Friday, December 30, 2011

What will happen to gold prices in 2012

What will happen to gold prices in 2012 ; Gold has had an incredible past decade, rising every year. But the price has come off the boil in recent months, with it now at $1,572 an ounce compared to the record high of $1,920 in early September.

We reflect on a rollercoaster year for the commodity, look ahead to what will happen to gold prices in 2012 and reveal the best ways to invest in the new year.Most market watchers expect it to continue rising. Paterson said he had a three-year price target of $6,969 as a minimum – an extremely bullish figure.

He said: ‘At a minimum gold investors should be looking for a repeat of gold’s performance for each of the past 10 years. Namely a 15-20 per cent rise which would mean a gold price of around $1,858 by December 2012.’ Read gold, silver price target 2012-2013

Tom Biggar, head of investments at TQ Invest, said political uncertainty and tensions in Europe, meant gold would remain the safe haven of choice for many investors.

Evy Hambro, portfolio manager BlackRock Gold & General fund and BlackRock World Mining Trust, said central banks in emerging economies were also snapping up gold in preference to the US dollar.

He said: ‘We are seeing an increased demand from central banks, which in the last couple of years have reversed their trend of selling bullion.’

‘Demand has been driven by emerging markets, in particular Russia, Mexico, Thailand and South Korea, who are buying physical gold as an alternative currency and as they look to diversify away from the US dollar.

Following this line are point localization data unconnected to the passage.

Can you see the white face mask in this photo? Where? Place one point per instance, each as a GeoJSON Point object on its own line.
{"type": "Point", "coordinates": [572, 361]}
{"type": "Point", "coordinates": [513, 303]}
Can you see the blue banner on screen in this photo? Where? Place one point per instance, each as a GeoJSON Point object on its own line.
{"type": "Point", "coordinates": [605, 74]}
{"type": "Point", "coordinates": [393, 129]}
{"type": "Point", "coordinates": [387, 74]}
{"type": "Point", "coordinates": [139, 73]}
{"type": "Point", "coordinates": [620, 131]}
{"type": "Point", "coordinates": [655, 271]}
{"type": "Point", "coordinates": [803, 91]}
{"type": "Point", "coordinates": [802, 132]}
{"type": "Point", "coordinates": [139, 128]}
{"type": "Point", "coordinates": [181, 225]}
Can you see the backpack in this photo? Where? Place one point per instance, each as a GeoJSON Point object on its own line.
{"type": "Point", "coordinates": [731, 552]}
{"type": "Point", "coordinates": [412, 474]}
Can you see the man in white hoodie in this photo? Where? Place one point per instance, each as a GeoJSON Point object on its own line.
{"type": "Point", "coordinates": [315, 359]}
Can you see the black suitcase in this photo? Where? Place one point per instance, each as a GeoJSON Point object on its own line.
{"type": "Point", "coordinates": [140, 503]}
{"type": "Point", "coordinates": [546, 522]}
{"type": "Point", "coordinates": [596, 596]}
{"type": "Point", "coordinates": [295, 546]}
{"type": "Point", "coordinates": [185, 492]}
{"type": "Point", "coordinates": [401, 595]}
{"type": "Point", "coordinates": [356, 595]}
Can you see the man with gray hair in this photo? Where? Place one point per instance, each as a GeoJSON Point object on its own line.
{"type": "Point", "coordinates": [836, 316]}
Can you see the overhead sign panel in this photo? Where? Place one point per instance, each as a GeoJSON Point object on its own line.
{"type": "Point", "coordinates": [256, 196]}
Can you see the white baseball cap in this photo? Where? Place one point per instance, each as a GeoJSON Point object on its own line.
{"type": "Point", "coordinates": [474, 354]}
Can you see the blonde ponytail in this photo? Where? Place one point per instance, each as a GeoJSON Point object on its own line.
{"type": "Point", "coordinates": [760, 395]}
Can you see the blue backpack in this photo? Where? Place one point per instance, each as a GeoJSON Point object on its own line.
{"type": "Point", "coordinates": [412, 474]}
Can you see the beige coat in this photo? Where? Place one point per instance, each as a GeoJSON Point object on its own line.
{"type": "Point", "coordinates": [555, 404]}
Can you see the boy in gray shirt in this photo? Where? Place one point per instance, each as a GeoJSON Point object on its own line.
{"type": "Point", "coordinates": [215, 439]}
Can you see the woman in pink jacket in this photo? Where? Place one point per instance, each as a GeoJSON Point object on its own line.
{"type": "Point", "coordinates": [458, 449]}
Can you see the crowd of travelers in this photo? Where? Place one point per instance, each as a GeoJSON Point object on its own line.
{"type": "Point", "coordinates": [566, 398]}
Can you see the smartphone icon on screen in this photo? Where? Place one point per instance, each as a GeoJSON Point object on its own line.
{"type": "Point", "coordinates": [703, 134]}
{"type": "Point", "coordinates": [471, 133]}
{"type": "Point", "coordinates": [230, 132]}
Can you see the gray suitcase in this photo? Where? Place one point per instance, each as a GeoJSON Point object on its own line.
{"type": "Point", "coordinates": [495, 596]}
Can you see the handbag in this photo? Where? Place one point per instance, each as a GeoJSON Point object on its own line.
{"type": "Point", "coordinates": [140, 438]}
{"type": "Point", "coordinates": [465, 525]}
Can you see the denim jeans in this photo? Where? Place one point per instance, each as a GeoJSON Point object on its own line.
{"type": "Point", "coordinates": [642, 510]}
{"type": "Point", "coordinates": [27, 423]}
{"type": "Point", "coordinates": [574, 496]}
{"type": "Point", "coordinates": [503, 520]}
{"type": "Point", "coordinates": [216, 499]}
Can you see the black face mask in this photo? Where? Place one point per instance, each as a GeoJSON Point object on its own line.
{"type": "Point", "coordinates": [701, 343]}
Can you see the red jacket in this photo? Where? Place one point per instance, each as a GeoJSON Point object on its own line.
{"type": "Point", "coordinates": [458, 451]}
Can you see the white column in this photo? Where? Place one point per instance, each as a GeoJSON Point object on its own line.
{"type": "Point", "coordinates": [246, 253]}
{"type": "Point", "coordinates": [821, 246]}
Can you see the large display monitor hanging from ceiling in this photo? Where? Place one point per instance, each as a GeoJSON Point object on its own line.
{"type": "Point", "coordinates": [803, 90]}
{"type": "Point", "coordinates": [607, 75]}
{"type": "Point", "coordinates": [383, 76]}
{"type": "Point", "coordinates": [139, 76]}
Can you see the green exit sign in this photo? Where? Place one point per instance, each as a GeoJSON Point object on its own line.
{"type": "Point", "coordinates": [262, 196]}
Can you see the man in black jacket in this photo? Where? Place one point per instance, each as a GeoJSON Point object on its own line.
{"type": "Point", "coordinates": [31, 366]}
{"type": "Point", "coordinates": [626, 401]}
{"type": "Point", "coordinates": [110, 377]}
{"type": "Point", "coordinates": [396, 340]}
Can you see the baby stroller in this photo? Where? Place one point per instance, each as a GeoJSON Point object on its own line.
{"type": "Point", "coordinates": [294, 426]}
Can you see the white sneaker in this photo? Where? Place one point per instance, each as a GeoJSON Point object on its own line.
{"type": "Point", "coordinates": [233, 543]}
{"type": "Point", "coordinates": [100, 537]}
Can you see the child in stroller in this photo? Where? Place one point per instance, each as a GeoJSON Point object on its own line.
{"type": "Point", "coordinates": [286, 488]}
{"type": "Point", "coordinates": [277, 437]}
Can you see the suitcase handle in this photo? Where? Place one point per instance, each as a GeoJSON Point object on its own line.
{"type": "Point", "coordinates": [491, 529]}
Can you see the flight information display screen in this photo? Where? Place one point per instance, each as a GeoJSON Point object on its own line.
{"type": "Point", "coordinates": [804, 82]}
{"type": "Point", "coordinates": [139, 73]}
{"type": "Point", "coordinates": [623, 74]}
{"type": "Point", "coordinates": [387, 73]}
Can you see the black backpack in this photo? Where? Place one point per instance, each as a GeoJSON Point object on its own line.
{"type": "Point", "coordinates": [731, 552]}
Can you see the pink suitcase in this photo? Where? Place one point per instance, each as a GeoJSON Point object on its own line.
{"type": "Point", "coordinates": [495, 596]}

‘In addition to this, consumers are buying gold to protect their purchasing power in an environment of high inflation and low interest rates. This is not only being seen in the UK, but also in areas such as China, where investment demand was up 90 per cent in 2011 to 138 tonnes.

‘Add to this the limited supply of gold; the price has increased 400 per cent since 2001, while the amount of gold produced by the mining sector has remained somewhat muted by comparison and we fully anticipate the positive outlook for the price of bullion to continue, coupled with the re-rating of gold equities as we enter 2012.

Jeff Hochman, director of technical analysis at Fidelity expected gold to stay priced at around $1,400 to $1,900 per ounce.

Over the longer term analysts at Standard Chartered expect the price to hit $2,100 an ounce within three years and almost $5,000 by 2020.